EP Review: Dark Forest – Ridge & Furrow
Reviewed by Paul Hutchings
Over 20 years, Dark Forest have followed their own path. Their aim – to create and play the music they enjoy. It’s been a while since I’ve crossed paths with them, but their last two full-length releases, 20916’s ‘Beyond the Veil’ and 2020’s ‘Oak Ash and Thorn’ both sat well with me.
It seems timely to reacquaint myself with the band from the Black Country, and this five track EP demonstrates that after two decades together, they still can write a cracker of a melodic metal song. For the uninitiated, Dark Forest, formed by guitarist Christian Horton, play a traditional style of metal that relies on heavy riffs balanced with flourishing melodic guitar breaks, clean vocals and a solid rhythm section that provides the foundation of the band’s style. Alongside Horton stands vocalist Josh Winnard, second guitarist Patrick Jenkins and drummer Adam Sidaway.
Nestled at the end of four new songs, ‘Ridge and Furrow’ also features a re-recording of ‘Under the Greenwood Tree’, a long-time favourite from 2011’s ‘Dawn of Infinity’. It doesn’t take a genius to work out that Dark Forest’s themes are very much focused on nature, landscape and the relationship between them and man.
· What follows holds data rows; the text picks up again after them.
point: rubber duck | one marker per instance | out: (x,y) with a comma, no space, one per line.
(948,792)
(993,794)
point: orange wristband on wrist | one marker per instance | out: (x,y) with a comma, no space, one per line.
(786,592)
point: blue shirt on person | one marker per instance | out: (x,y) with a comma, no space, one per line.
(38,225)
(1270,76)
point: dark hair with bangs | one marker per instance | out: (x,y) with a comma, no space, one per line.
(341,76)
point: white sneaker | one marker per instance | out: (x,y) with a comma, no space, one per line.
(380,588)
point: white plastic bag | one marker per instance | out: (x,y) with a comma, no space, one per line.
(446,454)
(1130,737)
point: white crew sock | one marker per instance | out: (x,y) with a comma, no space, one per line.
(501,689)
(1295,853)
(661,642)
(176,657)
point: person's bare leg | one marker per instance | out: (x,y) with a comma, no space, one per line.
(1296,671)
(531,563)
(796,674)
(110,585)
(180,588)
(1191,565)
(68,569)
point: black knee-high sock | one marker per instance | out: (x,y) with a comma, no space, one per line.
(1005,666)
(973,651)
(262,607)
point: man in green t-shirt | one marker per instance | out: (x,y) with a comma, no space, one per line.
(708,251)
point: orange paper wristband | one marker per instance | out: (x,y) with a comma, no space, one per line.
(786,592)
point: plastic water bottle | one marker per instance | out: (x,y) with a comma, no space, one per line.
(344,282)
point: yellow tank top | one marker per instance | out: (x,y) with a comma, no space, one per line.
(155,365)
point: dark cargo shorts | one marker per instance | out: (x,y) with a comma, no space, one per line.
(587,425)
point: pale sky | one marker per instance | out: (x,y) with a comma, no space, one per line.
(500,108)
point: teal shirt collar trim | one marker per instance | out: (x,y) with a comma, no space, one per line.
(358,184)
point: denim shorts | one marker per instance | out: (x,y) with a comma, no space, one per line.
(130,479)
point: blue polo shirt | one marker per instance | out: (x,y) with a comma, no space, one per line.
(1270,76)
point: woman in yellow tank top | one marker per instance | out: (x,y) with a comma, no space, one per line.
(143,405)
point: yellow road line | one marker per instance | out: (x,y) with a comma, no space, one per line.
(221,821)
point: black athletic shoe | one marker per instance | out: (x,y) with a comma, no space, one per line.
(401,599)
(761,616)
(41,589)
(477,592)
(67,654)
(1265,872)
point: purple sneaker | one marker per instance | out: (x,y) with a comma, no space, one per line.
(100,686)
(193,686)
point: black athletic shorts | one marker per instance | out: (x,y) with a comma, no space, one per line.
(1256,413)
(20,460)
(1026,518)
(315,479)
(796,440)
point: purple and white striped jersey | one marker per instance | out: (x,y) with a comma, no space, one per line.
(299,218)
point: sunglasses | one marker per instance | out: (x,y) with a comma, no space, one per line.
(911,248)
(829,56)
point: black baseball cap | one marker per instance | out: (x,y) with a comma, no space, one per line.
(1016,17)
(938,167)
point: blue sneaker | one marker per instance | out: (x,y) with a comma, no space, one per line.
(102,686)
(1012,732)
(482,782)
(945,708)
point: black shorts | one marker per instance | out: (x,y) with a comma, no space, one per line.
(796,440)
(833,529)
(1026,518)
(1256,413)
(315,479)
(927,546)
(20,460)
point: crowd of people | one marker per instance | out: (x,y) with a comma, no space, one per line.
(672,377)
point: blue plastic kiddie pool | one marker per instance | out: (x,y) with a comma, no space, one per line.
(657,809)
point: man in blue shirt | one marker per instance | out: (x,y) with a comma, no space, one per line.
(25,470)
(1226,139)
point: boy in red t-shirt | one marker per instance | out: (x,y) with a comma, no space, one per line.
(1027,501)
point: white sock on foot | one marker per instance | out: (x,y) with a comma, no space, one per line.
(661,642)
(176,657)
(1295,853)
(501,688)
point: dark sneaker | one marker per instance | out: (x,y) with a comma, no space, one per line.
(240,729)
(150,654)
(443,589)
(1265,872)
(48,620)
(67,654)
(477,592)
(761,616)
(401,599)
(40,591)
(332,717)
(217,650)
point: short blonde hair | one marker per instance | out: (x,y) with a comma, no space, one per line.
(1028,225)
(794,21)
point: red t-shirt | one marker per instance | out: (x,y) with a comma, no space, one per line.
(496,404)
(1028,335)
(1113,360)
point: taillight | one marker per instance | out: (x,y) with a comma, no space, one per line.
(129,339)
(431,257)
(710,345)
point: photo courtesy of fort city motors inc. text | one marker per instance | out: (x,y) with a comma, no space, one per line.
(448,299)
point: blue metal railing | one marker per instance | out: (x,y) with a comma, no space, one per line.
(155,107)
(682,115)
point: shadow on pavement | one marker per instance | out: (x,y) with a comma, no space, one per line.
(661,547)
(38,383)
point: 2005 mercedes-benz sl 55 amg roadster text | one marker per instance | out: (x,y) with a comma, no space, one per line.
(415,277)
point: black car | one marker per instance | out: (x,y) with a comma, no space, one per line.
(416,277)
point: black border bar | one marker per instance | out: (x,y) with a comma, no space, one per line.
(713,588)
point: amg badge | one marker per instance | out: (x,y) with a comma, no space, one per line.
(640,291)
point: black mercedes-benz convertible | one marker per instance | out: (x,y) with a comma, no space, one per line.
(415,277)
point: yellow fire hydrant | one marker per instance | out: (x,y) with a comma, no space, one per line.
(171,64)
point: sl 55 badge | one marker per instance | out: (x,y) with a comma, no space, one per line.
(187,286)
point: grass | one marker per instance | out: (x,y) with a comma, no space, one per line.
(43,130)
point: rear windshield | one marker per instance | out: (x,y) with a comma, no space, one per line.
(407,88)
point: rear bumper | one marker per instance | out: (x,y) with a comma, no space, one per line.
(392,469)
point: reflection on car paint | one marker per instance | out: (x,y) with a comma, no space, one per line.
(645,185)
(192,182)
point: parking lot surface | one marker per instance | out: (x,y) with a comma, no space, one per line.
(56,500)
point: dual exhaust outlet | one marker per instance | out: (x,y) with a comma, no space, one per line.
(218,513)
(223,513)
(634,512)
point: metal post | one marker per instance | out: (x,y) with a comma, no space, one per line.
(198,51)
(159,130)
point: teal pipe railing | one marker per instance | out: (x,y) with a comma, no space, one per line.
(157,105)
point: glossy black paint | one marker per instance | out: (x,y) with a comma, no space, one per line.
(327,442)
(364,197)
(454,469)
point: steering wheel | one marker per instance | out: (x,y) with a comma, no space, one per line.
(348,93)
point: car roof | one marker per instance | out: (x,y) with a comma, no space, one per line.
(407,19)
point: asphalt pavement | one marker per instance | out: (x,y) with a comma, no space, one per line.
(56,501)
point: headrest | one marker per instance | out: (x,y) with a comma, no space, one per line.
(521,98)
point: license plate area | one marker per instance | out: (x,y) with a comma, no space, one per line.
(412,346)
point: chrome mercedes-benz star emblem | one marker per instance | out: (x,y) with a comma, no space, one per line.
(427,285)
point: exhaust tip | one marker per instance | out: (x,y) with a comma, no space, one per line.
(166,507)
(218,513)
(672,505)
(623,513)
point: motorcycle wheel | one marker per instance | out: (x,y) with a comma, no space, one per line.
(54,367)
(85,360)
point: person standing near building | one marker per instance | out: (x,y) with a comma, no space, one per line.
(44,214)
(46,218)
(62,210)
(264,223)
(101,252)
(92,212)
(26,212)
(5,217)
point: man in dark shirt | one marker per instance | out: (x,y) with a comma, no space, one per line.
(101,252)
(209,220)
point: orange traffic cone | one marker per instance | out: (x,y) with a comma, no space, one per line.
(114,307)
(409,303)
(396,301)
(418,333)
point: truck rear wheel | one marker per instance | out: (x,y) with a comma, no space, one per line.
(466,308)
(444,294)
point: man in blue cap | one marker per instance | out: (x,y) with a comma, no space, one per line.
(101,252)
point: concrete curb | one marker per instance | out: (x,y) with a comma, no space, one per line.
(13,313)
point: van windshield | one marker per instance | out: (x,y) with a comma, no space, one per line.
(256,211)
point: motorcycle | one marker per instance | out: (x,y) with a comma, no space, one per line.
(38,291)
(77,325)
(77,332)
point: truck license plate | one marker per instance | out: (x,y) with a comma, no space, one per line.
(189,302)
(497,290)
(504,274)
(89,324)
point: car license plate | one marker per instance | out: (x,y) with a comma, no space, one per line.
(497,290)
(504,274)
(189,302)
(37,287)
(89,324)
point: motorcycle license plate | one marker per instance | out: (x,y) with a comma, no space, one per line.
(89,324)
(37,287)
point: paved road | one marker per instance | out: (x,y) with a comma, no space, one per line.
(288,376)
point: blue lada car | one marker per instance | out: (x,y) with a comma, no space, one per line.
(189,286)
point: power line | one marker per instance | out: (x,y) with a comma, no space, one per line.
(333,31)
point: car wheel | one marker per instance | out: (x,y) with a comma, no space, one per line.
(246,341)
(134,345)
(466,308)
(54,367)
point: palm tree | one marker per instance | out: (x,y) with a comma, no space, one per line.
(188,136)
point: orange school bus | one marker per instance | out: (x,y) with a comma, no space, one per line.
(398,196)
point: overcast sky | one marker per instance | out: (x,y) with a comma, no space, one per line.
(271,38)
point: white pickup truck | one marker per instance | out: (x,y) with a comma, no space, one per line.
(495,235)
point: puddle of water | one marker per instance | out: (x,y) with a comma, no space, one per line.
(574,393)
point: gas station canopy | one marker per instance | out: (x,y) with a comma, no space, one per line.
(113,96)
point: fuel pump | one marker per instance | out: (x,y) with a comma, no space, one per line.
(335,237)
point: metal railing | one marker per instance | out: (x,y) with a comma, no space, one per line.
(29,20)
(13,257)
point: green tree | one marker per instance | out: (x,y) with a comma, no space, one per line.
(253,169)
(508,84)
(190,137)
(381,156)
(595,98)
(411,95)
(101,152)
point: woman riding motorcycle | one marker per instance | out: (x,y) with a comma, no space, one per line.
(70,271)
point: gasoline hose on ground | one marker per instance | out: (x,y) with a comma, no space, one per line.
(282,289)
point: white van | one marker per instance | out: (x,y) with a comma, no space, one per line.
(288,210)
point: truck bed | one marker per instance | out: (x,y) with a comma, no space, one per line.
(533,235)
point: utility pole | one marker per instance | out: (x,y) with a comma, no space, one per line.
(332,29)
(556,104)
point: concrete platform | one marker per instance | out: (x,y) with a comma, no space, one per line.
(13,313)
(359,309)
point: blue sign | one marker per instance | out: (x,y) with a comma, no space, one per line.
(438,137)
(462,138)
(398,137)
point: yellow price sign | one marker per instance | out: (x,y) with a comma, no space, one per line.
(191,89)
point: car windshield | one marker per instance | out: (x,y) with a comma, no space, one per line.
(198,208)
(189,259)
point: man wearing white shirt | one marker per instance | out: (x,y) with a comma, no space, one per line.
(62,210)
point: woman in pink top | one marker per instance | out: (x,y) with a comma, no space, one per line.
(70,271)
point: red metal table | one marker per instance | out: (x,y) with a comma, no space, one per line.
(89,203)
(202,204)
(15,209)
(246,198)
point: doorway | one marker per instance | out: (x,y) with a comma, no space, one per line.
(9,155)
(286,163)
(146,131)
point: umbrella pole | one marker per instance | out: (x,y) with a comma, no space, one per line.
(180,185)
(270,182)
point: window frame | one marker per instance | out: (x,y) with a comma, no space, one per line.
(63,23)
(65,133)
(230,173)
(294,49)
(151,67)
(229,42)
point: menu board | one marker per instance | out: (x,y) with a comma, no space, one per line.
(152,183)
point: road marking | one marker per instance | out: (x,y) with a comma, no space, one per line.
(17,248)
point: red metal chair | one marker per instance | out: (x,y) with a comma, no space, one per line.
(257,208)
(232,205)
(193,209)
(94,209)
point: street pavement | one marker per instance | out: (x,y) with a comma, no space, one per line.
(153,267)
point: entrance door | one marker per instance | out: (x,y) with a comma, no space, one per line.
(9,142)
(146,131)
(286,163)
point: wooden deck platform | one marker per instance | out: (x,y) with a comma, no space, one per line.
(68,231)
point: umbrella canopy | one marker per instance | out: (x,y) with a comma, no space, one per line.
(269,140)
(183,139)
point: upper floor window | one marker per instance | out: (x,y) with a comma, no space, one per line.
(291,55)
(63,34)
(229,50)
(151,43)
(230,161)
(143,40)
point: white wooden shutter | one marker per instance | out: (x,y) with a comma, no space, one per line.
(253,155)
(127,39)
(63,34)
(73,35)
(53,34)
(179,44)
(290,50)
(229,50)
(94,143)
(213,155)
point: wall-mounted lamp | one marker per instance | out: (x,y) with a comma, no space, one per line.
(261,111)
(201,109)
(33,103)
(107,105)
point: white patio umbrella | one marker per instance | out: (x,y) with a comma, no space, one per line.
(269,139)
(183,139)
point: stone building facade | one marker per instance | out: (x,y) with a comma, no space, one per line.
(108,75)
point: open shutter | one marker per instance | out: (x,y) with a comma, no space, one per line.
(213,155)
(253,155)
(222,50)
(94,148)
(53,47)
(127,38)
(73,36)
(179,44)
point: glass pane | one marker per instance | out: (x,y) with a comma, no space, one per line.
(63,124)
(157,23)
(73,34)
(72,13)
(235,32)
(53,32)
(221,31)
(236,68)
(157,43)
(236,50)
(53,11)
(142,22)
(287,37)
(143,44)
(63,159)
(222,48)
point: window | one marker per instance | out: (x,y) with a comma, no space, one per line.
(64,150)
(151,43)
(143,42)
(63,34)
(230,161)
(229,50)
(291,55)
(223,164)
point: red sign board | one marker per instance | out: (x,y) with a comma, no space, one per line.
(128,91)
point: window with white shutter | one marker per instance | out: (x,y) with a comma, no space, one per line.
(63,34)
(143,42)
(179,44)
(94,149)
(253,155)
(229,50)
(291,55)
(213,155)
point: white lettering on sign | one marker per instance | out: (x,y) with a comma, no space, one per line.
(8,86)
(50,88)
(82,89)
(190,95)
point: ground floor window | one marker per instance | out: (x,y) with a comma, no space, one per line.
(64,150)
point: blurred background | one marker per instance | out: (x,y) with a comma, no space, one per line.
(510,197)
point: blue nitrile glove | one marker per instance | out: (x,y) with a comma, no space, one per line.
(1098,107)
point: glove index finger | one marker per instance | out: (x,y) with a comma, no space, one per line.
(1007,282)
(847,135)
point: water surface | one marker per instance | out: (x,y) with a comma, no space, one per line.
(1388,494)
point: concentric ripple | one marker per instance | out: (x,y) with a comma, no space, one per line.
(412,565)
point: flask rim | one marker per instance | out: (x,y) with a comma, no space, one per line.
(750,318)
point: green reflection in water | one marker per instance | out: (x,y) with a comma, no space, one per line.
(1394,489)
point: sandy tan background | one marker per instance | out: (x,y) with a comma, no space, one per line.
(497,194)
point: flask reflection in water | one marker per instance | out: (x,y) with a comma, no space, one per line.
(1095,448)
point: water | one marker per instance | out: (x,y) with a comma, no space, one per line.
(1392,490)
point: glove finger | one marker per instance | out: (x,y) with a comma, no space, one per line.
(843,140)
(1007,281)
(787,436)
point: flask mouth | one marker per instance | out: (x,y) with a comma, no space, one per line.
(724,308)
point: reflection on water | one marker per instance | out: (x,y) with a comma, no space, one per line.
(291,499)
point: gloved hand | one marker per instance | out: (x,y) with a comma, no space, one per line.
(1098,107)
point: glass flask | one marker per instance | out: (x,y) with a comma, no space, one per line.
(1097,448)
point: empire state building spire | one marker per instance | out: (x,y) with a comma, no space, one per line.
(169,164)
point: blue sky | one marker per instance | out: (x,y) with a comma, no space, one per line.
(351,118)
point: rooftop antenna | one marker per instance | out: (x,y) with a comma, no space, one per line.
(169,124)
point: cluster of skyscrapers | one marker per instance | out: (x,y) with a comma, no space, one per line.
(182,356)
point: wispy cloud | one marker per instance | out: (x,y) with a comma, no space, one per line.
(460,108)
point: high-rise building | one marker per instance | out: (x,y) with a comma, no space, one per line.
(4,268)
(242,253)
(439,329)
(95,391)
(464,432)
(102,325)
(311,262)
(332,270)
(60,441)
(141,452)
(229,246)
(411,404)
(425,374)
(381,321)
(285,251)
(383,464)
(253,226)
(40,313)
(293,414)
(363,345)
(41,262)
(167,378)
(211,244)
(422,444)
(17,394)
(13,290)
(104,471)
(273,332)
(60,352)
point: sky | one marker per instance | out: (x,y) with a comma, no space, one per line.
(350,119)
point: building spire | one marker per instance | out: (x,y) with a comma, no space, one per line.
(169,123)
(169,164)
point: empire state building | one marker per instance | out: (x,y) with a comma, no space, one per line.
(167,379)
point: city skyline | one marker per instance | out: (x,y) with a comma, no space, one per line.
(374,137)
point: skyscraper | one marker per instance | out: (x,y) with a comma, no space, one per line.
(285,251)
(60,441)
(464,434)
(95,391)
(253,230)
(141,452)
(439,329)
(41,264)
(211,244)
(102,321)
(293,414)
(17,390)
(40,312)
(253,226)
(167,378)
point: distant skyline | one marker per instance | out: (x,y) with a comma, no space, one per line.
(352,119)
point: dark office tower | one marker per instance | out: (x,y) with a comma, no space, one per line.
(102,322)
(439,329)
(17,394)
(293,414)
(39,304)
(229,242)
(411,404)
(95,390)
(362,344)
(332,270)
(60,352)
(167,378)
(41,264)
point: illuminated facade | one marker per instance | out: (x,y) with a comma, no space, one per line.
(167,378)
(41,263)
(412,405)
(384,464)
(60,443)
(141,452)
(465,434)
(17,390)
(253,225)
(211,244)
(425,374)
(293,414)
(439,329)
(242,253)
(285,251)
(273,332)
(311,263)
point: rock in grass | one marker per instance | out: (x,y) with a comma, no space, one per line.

Drawing their musical influences from the great UK metal bands of old, namely Iron Maiden and Judas Priest, Deep Purple and Led Zeppelin, Dark Forest also add an edge of power metal alongside the traditional dual guitar harmonies that light up opening track ‘Skylark’. The longest track on the EP, it’s an immediate reminder of the band’s quality with some stunning interplay and guitar work, whilst Winnard’s vocals hit all the right points. It’s an uplifting and anthemic piece which leads into ‘The Golden Acre’, another track where the Maiden influence is undeniable. It’s another song where you can simply let go, immerse yourself in the galloping pace and just enjoy the music.
The title track comes next, another majestic six-minute song, with plenty to explore. A fine performance from Winnard as he rises about the double guitar attack to deliver the story. A brief interlude follows. ‘Meadowland’ is a gentle acoustic piece that leads perfectly into that old classic ‘Under the Greenwood Tree’. The re-recording is vibrant, energetic, and uplifting. It gallops along, encouraging you to raise your sword to a time when chainmail was all the rage!
‘Ridge and Furrow’ is a timely reminder of Dark Forest’s past, and a shining light to their future, which on this showing, is bright.